Jill McCorkle’s novels are always worth the wait. That’s certainly true of “Hieroglyphics.” Few books are so honest and true to life, yet so ultimately uplifting.
When “Life After Life” was published in 2013, that was McCorkle’s first novel in 17 years. She’d made a splash in 1984 when Algonquin Books of Chapel Hill published her first two novels simultaneously. More novels followed, and readers enjoyed her blossoming talent. A Lumberton native and UNC-Chapel Hill alum, she quickly earned her spot high on the impressive list of contemporary North Carolina authors.
Then life intervened, and with it that 17-year span in which she wrote and published short stories, but no novel. She vowed when “Life After Life” appeared that she wouldn’t go that long between novels again, and she’s kept her word.
She’s also kept growing and maturing as a writer. From the start, McCorkle was obviously a gifted writer who could tell a good story rich with insights, warmth and characters who come alive.
Now she’s also mined all those years of living, and her more recent novels are further infused with a deeper understanding of the vagaries of life and death, and of the foibles of human beings.
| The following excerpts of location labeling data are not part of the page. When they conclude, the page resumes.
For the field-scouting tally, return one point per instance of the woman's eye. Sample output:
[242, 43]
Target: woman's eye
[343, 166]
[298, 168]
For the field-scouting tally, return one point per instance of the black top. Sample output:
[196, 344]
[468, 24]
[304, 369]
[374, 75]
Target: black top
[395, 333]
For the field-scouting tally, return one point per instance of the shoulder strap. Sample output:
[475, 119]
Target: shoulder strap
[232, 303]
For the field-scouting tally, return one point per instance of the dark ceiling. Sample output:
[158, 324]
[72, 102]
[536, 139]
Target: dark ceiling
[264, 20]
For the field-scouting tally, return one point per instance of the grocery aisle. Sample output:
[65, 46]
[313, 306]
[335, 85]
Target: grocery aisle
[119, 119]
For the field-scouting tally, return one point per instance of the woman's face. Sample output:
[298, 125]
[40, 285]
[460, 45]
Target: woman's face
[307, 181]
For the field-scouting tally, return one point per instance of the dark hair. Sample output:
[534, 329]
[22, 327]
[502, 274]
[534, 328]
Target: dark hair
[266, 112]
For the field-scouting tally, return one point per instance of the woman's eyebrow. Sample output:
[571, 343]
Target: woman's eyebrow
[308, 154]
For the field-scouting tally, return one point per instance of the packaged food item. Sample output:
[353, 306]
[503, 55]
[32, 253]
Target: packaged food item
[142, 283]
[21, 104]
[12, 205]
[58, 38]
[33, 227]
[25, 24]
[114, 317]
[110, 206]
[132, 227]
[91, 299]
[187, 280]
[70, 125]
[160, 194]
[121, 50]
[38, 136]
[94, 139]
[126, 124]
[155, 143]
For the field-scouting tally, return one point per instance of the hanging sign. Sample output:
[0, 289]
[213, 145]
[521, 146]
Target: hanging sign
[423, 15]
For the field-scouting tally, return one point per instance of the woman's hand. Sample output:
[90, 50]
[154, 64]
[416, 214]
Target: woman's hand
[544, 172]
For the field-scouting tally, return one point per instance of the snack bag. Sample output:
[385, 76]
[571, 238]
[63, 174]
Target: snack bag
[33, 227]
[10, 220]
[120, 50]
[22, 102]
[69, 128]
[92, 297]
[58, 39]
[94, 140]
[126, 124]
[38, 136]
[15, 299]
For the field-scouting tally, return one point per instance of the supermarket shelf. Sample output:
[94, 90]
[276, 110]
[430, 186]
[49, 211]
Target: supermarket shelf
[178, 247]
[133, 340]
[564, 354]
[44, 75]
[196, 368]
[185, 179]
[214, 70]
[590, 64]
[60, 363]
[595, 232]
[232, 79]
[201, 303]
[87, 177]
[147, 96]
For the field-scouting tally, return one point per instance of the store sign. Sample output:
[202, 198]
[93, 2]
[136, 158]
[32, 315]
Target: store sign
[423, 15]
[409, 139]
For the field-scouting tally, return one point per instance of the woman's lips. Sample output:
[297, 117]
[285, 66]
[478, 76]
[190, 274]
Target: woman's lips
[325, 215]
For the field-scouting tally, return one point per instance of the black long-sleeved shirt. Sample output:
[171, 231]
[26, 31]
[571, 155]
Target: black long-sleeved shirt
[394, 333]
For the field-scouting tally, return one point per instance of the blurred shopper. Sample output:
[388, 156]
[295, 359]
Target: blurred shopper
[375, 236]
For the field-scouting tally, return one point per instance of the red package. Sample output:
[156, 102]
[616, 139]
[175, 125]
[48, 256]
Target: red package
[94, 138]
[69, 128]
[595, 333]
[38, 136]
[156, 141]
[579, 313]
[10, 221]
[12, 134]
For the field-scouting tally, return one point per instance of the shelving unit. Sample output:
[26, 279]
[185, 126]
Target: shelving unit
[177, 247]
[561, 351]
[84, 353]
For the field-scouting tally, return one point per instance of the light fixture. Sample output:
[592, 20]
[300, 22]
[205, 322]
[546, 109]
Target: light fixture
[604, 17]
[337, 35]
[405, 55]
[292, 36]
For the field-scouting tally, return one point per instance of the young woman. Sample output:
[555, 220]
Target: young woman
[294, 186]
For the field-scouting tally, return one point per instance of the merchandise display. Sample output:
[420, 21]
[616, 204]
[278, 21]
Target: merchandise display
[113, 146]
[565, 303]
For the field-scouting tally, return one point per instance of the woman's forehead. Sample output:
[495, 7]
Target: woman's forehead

“Hieroglyphics” tells the story of Frank and Lil, an older couple who have retired to the sandhills of North Carolina after spending most of their long married life in Boston. Their relationship was forged from their parallel sense of loss. When Frank was a young boy, his father died in a terrible accident. Lil had been a young girl when her mother died in an equally terrible disaster.
When Frank and Lil met, they each sensed in the other a rare sympathy for and understanding of what they’d been through. Suddenly robbed of a parent, both had grown up feeling somehow incomplete and vulnerable.
Now they are aware that they are approaching the ends of their own lives. Lil spends her time poring over the old letters, notes and journal entries she’s collected, determined to make sure her own two grown children know their family stories — even the stories that have been deliberately kept secret. As her discoveries take her meandering randomly through her life, we gradually come to know her story too.
Frank, meanwhile, is obsessed with a shabby house not far from the golf course community where they now live. That’s where he spent the second part of his childhood, after his mother abruptly wrenched him from his familiar New England surroundings and made a very different new life near where his father had died in a train wreck. Frank wonders what traces of that second phase of his childhood might linger at the little house, what understanding he might gain now that he’s mature.
But Shelley, a working single mom, lives in that house now, and she’s not happy about the old man who keeps coming by, hoping to look around. For Shelley, the past is generally best avoided, and family secrets are secret for good reason.
Then there’s Harvey, Shelley’s son, whose overactive imagination is filled with ghosts and monsters and villains that keep him even more on edge than usual. Shelley is nearing her wit’s end about how to cope with Harvey and keep her job as a court stenographer. All the things she hears when recording trials don’t help her anxieties, and Harvey unfortunately picks up on that. She doesn’t know if she can deal with one more call from a teacher about Harvey’s behavior problems.
Through these four characters, we discover clues to the past and present — “hieroglyphics,” if you will, bits of history and memories, sometimes clouded by time or emotion.
This is a book about family, relationships, what’s important in life. Without ever seeming heavy or preachy, McCorkle teaches us much about how we connect with others, how we make it through life’s tough times and what we leave behind that really matters. She’s a master of the art of weaving a story, through just the right details, nuances and anecdotes, for us to decipher as we read.